Phuket Petition: Foreign donations critical in recurring calls for blood
PHUKET: Coming as it does every year during the high season for tourism here in Phuket, Valentine’s Day once again coincided with urgent pleas for donations of rare negative blood, this time for a Danish road accident victim desperately in need of it.
Negative blood types are very rare among Thais, who make up the bulk of the donors at the Phuket Regional Blood Center at Saphan Hin or at any of that facility’s year-round mobile clinics.

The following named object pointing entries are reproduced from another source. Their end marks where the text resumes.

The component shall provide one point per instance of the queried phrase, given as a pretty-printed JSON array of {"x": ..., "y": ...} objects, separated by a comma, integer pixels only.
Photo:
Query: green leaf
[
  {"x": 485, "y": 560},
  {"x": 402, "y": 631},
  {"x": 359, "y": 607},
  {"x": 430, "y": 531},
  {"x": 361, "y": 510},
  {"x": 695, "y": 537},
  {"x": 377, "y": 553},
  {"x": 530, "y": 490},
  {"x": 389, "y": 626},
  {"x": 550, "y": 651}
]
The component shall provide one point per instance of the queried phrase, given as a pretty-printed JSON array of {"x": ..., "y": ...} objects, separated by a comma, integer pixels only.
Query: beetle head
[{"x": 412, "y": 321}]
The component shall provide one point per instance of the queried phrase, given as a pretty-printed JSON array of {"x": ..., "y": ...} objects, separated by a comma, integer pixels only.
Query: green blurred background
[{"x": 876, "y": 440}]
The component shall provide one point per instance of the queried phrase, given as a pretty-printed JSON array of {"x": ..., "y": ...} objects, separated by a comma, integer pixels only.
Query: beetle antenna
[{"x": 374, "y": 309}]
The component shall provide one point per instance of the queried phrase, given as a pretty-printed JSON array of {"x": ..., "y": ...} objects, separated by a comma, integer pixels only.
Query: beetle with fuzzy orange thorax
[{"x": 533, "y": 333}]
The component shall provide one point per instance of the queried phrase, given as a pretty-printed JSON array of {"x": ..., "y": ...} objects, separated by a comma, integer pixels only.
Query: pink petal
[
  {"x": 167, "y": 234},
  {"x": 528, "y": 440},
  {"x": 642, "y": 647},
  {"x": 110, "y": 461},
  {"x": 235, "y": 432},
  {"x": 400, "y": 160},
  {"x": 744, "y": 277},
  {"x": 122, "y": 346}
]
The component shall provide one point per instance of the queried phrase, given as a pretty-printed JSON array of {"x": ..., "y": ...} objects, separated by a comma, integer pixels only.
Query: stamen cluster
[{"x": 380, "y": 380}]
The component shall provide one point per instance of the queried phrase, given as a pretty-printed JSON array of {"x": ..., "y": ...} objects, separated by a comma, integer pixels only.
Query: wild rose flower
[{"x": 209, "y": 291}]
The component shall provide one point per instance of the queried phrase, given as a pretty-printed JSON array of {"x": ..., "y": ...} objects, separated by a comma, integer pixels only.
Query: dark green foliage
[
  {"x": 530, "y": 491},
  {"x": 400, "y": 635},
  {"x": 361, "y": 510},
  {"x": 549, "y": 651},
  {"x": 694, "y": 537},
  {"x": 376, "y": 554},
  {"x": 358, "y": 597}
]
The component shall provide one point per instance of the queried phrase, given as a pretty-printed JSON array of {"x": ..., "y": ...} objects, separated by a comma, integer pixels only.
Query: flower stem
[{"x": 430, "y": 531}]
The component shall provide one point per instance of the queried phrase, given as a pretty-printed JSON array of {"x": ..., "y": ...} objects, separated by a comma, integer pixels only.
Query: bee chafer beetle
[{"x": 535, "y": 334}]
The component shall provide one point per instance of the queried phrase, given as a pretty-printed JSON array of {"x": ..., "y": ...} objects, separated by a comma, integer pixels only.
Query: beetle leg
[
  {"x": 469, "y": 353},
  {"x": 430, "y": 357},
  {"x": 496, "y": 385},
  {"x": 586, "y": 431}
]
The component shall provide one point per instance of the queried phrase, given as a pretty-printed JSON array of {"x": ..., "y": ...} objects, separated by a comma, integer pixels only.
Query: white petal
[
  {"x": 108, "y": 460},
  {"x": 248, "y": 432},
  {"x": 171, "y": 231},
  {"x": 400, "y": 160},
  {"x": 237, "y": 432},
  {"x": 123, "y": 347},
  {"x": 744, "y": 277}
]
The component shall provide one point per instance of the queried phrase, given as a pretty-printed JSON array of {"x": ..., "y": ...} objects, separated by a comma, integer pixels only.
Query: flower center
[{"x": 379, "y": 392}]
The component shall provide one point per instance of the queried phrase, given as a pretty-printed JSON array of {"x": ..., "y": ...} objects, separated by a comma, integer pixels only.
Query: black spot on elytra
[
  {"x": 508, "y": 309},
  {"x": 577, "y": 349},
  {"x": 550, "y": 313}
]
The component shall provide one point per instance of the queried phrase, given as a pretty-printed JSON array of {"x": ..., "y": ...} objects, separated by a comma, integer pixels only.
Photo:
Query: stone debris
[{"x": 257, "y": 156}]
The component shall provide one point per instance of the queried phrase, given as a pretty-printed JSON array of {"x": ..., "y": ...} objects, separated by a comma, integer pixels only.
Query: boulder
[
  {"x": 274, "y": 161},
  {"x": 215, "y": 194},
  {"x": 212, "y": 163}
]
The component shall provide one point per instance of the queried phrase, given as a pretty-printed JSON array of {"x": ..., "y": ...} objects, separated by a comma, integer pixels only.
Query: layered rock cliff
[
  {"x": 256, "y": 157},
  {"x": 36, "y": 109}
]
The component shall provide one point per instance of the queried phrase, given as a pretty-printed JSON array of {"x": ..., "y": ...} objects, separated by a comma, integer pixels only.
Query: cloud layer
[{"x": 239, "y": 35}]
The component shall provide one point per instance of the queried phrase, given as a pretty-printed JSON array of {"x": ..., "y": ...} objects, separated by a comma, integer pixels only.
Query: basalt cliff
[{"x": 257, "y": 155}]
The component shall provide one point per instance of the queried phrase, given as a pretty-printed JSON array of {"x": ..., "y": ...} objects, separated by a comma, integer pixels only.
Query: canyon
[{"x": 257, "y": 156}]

Blood type, determined by well-known genetic factors, tends to vary considerably among different ethnic groups. In the Rh grouping system, the proportion of Asians with negative blood types is only .03%; but among Caucasians it’s 500 times greater at a full 15%.
Phuket’s annual influx of millions of tourists from all over the globe – coupled with the appalling lack of safety on the island’s roads – inevitably results in crashes that leave foreign patients in hospital with a life-or-death need for an Rh- blood transfusion.
What tends to result during periods of shortages are cries for help, often through the media, from friends and relatives of the victims.
These efforts sometimes lead to a temporary increase in awareness of the issues involved and a resulting spike in Rh- blood donations, but over time the demographic imbalance inevitably reasserts itself and shortages recur.
Of course not all blood transfusions are the result of road accidents or other trauma events. Phuket has long billed itself as a provider of international-standard medical care at affordable prices, a pitch that has thus far been successful in attracting many Western patients to the island.
However, as any physician will freely admit, even the most benign surgical procedures carry some risk of complications that could lead to blood loss. So the precarious levels of Rh- blood reserves much of the year pose an ongoing threat to Phuket’s ability to market itself as a genuinely international medical hub.
Readers of all blood types who qualify to do so are highly encouraged to donate blood, which in Buddhist Thailand is increasingly seen as a powerful way of making merit.
Foreign residents who want to donate but don’t know their blood type can easily have it checked, free-of-charge, at any of the mobile clinics or international hospitals. For a list of these, see the link above.
Those with Rh blood types are particularly urged to donate. After all, we are all subject to disease, injury and the other slings and arrows of fortune. And for the Rh- among us, that donation you make today could save your own life some time down the road.